Esta composición de diez estrofas acoge las novedades que supuso el siglo XII como el inicio de una nueva sensibilidad en la cultura europea, orientada hacia lo propiamente humano. En efecto, aunque la canción procede de una rica tradición lírica anterior también centrada en la Virgen, aquí ya se ha abandonado el tono maiestático con la intención de ofrecer una imagen diferente, ahora atenta a sus emociones. En una primera parte del poema (estrofas I-IV) se describe la situación, -María ante la cruz-, mientras que en una segunda parte (estrofas V-X), el orante se expresa en una primera persona que solo desea sentir lo mismo que la “madre dolorosa” (Krass 1998, 77). La imagen que contiene esta primera estrofa, la del alma de María atravesada por una espada (animam … pertransivit gladius) recoge la profecía de Simeón narrada por Lucas:

Su padre y su madre estaban admirados de lo que se decía de él. Simeón les bendijo y dijo a María, su madre: “Ésta está puesto para caída y elevación de muchos en Israel, y para ser señal de contradicción- ¡y a ti misma una espada te atravesará el alma”- a fin de que queden al descubierto las intenciones de muchos corazones. (Lucas 2, 33-35).

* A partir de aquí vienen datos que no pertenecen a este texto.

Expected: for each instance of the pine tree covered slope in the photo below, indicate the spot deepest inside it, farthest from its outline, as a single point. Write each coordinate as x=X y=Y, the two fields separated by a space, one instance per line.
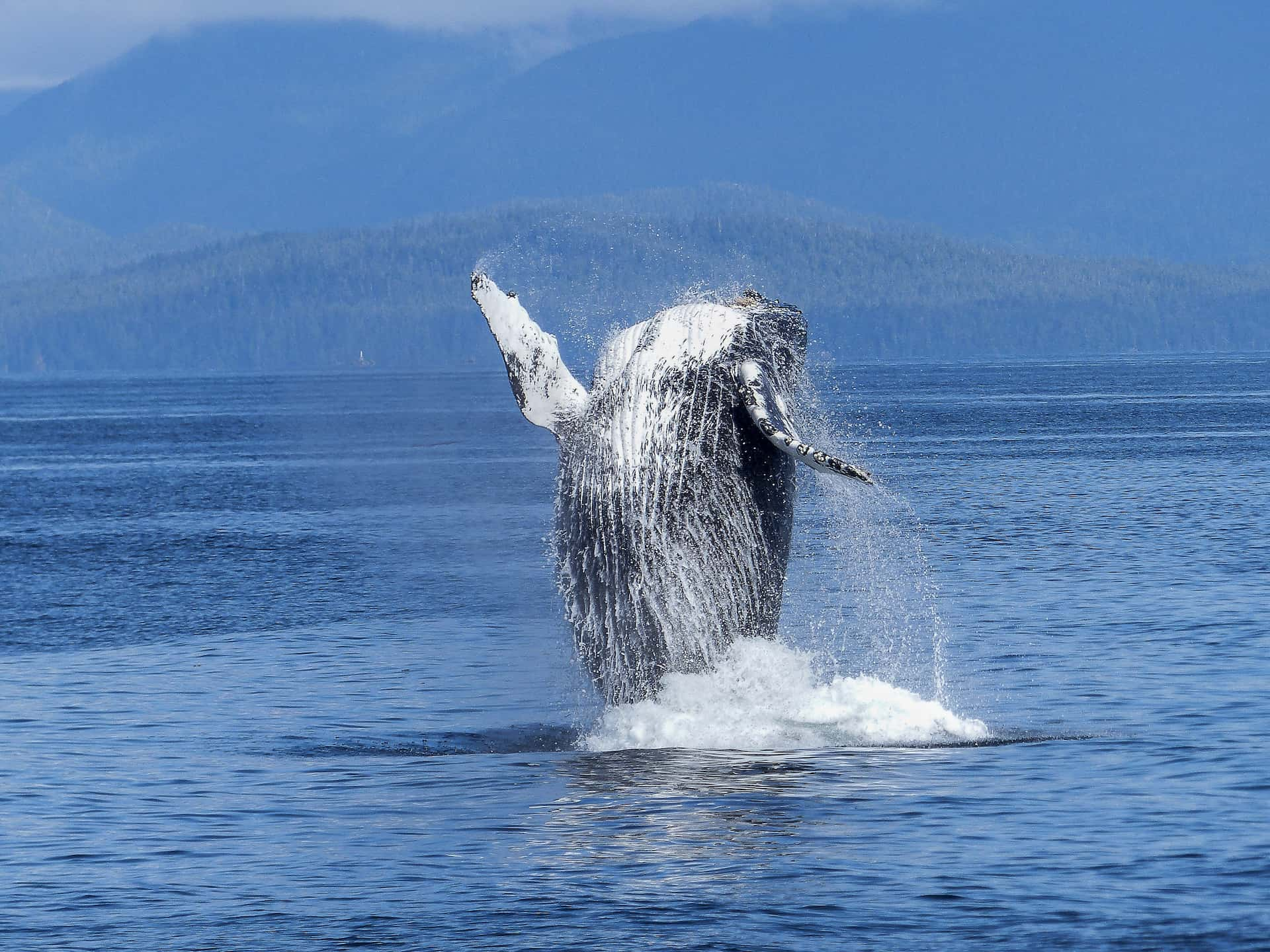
x=312 y=301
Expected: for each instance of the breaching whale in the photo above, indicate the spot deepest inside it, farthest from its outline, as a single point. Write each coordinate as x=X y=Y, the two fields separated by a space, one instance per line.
x=675 y=499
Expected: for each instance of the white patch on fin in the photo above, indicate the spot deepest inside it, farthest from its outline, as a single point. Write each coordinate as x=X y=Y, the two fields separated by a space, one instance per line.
x=548 y=393
x=767 y=411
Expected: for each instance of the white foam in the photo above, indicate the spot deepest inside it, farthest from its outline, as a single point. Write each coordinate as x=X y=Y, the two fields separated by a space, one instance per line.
x=765 y=696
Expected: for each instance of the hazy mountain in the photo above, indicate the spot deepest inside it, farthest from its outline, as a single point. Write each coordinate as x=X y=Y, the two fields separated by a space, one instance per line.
x=583 y=267
x=9 y=98
x=1136 y=127
x=240 y=126
x=38 y=241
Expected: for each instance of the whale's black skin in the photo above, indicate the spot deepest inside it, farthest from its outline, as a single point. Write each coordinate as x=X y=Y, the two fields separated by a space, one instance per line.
x=666 y=573
x=675 y=500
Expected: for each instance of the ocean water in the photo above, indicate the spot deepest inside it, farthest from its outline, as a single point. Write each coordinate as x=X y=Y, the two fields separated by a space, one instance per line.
x=282 y=666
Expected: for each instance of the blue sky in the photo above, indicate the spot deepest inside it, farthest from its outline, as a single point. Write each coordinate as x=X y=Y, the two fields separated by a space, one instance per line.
x=44 y=42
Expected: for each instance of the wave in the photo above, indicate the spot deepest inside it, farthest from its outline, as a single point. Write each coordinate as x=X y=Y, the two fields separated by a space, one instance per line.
x=766 y=696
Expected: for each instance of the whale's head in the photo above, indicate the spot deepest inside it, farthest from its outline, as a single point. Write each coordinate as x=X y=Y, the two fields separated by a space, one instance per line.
x=773 y=335
x=752 y=346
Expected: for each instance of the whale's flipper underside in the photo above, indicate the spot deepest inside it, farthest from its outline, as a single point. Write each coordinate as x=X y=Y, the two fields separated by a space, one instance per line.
x=767 y=411
x=548 y=394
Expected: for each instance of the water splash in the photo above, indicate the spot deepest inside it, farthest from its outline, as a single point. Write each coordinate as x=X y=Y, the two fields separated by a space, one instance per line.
x=766 y=696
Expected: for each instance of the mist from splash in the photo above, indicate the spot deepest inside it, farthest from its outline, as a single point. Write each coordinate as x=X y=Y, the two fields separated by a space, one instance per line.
x=861 y=651
x=767 y=696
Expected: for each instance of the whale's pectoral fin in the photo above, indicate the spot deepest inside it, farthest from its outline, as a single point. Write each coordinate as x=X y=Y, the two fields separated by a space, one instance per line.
x=767 y=411
x=548 y=394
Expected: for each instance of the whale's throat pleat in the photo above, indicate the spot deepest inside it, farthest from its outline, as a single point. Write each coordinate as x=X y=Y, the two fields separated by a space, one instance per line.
x=650 y=584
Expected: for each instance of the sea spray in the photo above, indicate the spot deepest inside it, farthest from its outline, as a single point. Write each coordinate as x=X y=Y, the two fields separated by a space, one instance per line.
x=766 y=696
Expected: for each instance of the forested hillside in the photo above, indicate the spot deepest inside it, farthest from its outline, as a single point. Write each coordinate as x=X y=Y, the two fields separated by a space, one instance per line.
x=400 y=294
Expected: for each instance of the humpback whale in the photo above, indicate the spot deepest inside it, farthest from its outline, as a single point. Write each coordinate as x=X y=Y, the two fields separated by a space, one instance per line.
x=675 y=496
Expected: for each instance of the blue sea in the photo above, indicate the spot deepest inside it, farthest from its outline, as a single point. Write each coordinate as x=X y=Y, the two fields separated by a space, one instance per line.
x=282 y=666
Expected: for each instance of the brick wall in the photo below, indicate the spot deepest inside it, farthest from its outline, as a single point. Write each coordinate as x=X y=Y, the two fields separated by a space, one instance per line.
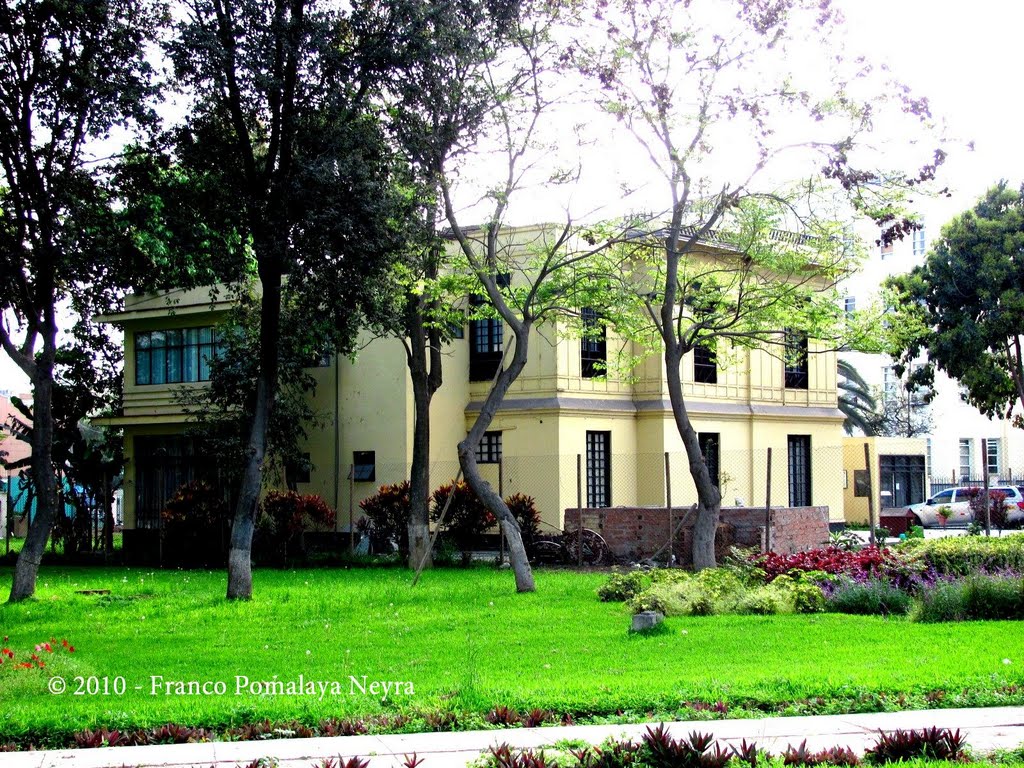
x=639 y=532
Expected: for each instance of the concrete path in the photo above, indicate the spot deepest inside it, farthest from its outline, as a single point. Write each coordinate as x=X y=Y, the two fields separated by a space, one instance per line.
x=985 y=729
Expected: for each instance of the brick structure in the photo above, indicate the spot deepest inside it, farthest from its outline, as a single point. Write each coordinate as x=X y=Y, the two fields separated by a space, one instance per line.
x=639 y=532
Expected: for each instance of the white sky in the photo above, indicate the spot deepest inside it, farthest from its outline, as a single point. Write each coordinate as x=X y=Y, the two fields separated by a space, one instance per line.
x=964 y=56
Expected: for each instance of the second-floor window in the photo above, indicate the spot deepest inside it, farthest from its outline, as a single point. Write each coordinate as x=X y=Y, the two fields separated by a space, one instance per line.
x=594 y=345
x=796 y=359
x=177 y=355
x=486 y=339
x=705 y=365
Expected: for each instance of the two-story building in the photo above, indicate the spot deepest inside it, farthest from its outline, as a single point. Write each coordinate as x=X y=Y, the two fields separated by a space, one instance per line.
x=563 y=412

Probablemente compuesto en un ambiente cisterciense, el Stabat mater, que se suele fechar sin mayor precisión entre los siglos XII al XIV, supone un dolor de María que es idéntico al de Cristo en la cruz: él, atravesado por los clavos y la lanza de Longinos, ella, por la espada. Esta identificación de Cristo y María en la cruz y al pie de ella, fue magníficamente mostrada en el Descendimiento de la cruz de Roger van der Weyden (Fig. 1), donde, como vio bien Otto von Simson, el desmayo de la Virgen repite la postura de Cristo descendido con la misma  palidez y la flacidez de brazos (Neff 1998, 255). A su vez, el espectador debía sentir compasión por María e, identificándose con ella, por Cristo. Este asunto fundamental, pues describe la función de la obra de arte gótica, es introducido en el poema con la pregunta retórica repetida: 

III.a Quis est homo, qui non fleret,
matrem Christi si videret
in tanto suplicio?
III.b     Quis non posset contristari,
piam matrem contemplari
dolentem cum filio?

Quis … quis: ¿quién no lloraría al ver a la madre de Cristo en tal suplicio? ¿quién no se entristecería al contemplar a la pía madre doliente? En la segunda parte, María es denominada Fons amoris (fuente de amor) y en ese misma estrofa puede verse como el dolor se combina con el amor, ahora del orante, que ha pasado a un primer plano: 

V.a Eia mater, Fons amoris,
me sentire vim doloris
fac, ut tecum lugeam;
IV.b fac, ut ardeat cor meum
in amando Christum deum,
ut sibi complaceam.

El ruego del orante consiste en sentir el mismo dolor que la Virgen (me sentire vim doloris) y que su corazón arda en el amor a Cristo (ut ardeat cor meum/in amando…). El poema va creciendo en intensidad a cada estrofa por medio de las preguntas retóricas, y las exclamaciones (Eia) para terminar con la palabra gloria. El deseo de sufrimiento con Cristo a través de los que fueron testigos de su crucifixión lo expuso de modo explícito la reclusa de Norwich, Juliana, que al principio del Libro de revelaciones fechado a finales del siglo XIV, dice:

En cuanto a la primera me parecía que tenía alguna experiencia de la Pasión de Cristo, pero deseaba tener más, por la gracia de Dios. Habría querido haber estado en aquel tiempo con Magdalena y con los otros amadores de Cristo, para ver con mis propios ojos la Pasión que nuestro Señor sufría por mí … (Juliana de Norwich 2002, 41). 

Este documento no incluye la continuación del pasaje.